# Wow...at liberty?????



## MelissaAH (Aug 4, 2008)

I am amazed. This is awesome. Who has done this kind of showing?


----------



## lilhorseladie (Aug 4, 2008)

Yep, this is a common class and can be fun to watch, you never know what they are going to do! Great video find by the way! Thanks for sharing the link!


----------



## lilhorseladie (Aug 4, 2008)

Sorry Double post!


----------



## AppyLover2 (Aug 4, 2008)

That's about the best videography I've seen for a liberty class. Thanks for posting it. I enjoyed it.


----------



## OhHorsePee (Aug 4, 2008)

We have showed liberty just a couple of times. It's a fun class. Absolutely love to watch it.


----------



## Leeana (Aug 4, 2008)

I guess i am one of the few who prefer watching the class over being the one in that class




. Its tons of fun to watch, especially in ASPC the Modern liberty is just jaw dropping.


----------



## Cara (Aug 4, 2008)

wow


----------



## [email protected] (Aug 4, 2008)

Thats Zoe. She is a member here on the forum(tallgateminis) Her dad is the president of NEMHS. I have seen that video before. It looks like her horse is having a lot of fun! I love liberty class, but I never know what is going to happen!


----------



## mininik (Aug 4, 2008)

Watching Modern Shetlands at Liberty has really put a damper on my liking to see Minis scooting around... LOL


----------



## tallgateminis (Aug 4, 2008)

Hi Everyone! Thanks for the complements on my horse "Luj".

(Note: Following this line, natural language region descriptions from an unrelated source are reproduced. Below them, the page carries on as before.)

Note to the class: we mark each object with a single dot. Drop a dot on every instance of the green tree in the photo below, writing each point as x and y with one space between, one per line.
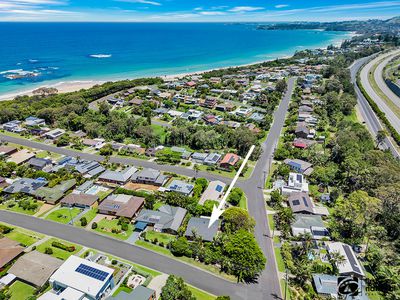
245 259
235 218
176 289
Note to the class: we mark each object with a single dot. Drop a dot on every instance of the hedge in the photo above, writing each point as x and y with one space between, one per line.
395 135
63 247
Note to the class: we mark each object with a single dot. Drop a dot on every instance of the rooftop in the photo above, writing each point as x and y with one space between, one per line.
82 275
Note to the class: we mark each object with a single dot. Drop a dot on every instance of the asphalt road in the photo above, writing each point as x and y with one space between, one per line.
378 75
365 71
371 119
268 285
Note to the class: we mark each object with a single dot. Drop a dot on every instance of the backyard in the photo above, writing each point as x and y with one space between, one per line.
111 228
57 252
20 291
26 206
63 215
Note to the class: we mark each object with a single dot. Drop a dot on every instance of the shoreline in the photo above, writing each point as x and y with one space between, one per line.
76 85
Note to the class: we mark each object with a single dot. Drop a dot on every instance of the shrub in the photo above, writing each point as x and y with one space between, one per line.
63 247
48 250
83 222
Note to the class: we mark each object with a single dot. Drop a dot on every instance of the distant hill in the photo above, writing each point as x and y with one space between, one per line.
370 26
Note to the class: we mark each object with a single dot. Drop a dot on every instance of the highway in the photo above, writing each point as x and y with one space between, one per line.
365 71
378 76
371 119
268 284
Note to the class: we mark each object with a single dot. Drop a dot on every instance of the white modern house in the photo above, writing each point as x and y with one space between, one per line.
79 279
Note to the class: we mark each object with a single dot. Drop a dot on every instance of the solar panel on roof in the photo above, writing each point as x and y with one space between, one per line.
352 259
91 272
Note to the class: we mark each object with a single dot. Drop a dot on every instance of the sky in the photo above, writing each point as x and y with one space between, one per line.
195 10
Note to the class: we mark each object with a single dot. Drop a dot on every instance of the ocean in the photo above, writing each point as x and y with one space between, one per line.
35 54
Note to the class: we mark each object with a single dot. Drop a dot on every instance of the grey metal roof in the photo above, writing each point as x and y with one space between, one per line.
167 217
119 176
200 227
25 185
325 284
307 221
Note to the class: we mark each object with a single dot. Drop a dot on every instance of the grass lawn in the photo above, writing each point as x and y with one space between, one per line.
89 217
374 296
279 260
200 294
243 202
20 291
271 222
105 226
19 209
22 238
161 237
63 215
122 289
246 175
164 251
159 131
57 252
283 285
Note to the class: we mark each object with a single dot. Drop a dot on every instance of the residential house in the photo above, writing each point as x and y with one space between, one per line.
33 122
13 126
80 200
180 187
300 202
150 176
9 250
139 293
20 157
199 157
54 134
212 159
209 102
78 278
7 150
166 219
35 267
299 165
118 177
350 266
25 185
199 227
39 163
302 130
257 117
54 194
121 205
213 192
229 161
326 285
311 224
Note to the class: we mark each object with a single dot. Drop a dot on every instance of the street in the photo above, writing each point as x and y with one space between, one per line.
268 285
371 119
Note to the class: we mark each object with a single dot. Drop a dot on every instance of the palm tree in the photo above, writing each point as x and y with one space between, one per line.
336 259
196 169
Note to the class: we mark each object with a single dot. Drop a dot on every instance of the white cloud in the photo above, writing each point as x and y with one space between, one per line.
212 13
245 8
141 2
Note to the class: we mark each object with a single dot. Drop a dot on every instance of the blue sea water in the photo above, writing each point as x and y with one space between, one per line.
34 54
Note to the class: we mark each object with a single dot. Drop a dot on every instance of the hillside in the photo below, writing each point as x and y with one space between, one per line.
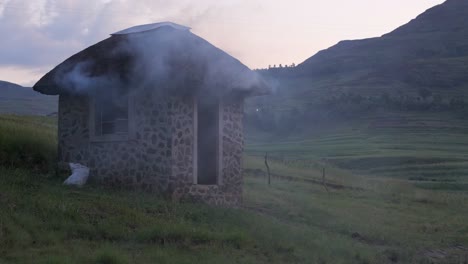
422 65
412 215
16 99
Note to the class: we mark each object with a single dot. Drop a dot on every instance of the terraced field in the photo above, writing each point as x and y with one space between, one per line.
424 149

My father took that video last year at the Silver Jubilee where he won first in Liberty. That run wasn't really one of his best if you watch how bad his catch was at the end but that's alright, guess he just felt like being a little stinker that day.






LOL That's one of the best parts about Liberty though, is that you never really know how your horse will preform. It's definitely my favorite class too!


----------



## Sun Runner Stables (Aug 4, 2008)

Luj!! Ahhh! I love your gelding! Is he still a butt to clip? I knew him back when he was still with Donna- What a neat horse! I was wondering what happened to him! Glad to know he has such a loving mother!!!


----------



## tallgateminis (Aug 4, 2008)

Haha, Thanks!! I was just talking to Donna a few days ago about how much she loved seeing him go because he was awful to clip! I was suprised that she said that because he's acctually pretty good for me. I thing gelding him helped alot. We love having him in our barn, he's quite the character!

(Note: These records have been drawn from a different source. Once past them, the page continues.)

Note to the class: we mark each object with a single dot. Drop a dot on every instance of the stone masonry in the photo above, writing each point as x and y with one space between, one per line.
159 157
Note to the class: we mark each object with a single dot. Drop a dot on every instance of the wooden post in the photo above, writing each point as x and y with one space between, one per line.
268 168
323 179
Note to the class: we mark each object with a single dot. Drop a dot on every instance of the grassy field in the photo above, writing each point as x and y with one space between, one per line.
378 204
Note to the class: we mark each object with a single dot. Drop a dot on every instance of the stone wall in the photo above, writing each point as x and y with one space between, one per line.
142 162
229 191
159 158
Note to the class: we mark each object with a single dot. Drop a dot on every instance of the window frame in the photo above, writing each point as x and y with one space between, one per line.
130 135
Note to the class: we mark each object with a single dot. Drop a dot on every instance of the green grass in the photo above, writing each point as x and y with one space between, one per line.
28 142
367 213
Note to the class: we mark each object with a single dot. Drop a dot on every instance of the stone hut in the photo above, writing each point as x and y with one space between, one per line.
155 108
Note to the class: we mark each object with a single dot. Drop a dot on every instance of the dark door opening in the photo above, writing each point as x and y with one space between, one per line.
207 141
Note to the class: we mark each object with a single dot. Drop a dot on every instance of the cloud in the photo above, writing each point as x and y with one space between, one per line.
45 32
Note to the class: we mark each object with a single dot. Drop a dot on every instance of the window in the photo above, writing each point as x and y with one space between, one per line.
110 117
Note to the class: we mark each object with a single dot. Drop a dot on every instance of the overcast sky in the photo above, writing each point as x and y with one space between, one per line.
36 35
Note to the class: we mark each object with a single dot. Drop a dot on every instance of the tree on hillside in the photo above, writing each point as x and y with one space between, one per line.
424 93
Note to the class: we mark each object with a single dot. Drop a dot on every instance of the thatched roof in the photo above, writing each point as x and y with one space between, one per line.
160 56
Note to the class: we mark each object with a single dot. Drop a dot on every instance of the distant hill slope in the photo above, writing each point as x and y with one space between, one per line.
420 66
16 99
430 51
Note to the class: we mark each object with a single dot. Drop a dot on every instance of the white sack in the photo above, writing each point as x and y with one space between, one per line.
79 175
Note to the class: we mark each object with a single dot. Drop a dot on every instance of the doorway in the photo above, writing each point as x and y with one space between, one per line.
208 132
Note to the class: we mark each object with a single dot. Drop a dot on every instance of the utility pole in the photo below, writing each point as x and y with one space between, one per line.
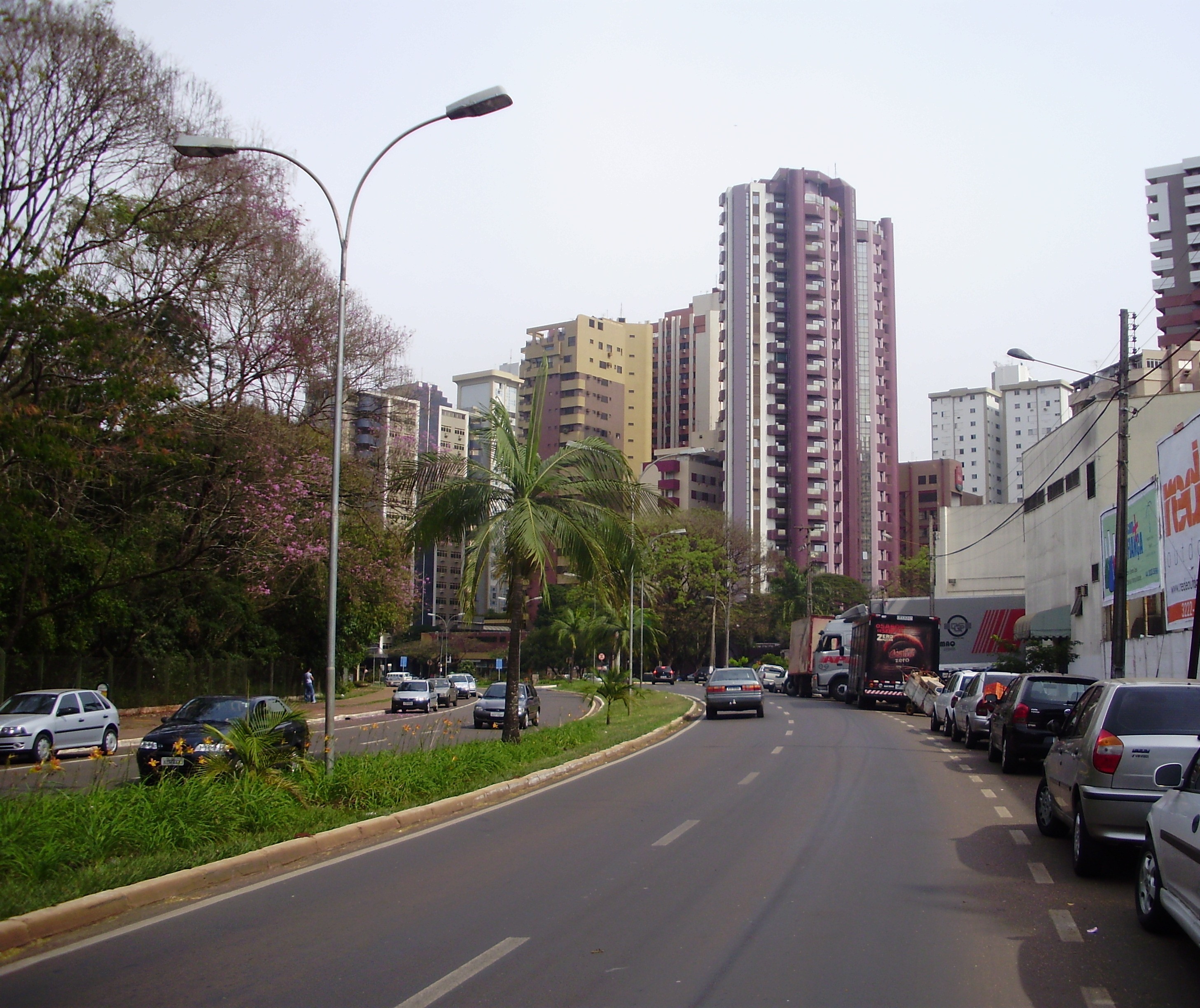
1121 550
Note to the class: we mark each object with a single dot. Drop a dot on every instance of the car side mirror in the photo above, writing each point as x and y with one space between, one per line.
1169 776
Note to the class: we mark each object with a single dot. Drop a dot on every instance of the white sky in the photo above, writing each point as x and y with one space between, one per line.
1006 141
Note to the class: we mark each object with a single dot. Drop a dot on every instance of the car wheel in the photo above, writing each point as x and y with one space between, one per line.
1049 825
1009 761
1086 854
1148 893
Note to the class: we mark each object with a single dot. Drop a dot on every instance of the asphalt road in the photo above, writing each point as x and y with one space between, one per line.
820 856
357 734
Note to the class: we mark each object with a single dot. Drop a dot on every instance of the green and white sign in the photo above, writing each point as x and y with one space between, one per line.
1144 565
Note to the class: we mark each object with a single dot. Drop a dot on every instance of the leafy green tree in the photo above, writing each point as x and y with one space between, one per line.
528 514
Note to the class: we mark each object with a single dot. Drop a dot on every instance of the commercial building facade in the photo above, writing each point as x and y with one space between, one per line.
808 373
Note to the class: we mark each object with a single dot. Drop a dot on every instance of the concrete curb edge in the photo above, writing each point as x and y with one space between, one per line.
47 922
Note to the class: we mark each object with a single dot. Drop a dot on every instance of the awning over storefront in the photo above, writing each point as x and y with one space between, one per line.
1048 623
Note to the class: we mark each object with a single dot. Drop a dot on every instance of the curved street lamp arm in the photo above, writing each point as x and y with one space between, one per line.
358 189
311 175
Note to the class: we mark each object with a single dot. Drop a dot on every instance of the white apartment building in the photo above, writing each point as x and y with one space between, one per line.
968 425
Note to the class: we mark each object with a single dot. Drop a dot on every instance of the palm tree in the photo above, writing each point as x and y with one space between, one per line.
527 514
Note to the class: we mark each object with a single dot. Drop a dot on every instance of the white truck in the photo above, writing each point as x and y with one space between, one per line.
970 628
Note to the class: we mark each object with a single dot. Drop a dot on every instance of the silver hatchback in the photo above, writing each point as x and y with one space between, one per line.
1101 776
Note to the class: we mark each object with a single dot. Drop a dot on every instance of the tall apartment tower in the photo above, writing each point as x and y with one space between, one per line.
599 385
808 378
687 392
1174 209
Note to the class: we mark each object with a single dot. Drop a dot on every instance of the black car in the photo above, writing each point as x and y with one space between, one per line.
1019 728
188 736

By the way, that new stallion of yours looked beautiful out at Eastern Regionals with Donna. I have always been a fan of his.



Congratulations on him!!


----------



## midnight star stables (Aug 4, 2008)

Yep, I have alot of fun in this class with Nitro. Infact I entered him in that class at 2008 AMHR Nationals


----------



## Sun Runner Stables (Aug 6, 2008)

Zoe- Thank you for the compliments- I really love Topper and his Top 5 in a tuff class thrilled me!

Lug just needed his very own person I think- There's just too much personality to try and blend with different people!

Smart smart smart- He always cracked me up with his goofy self however!


----------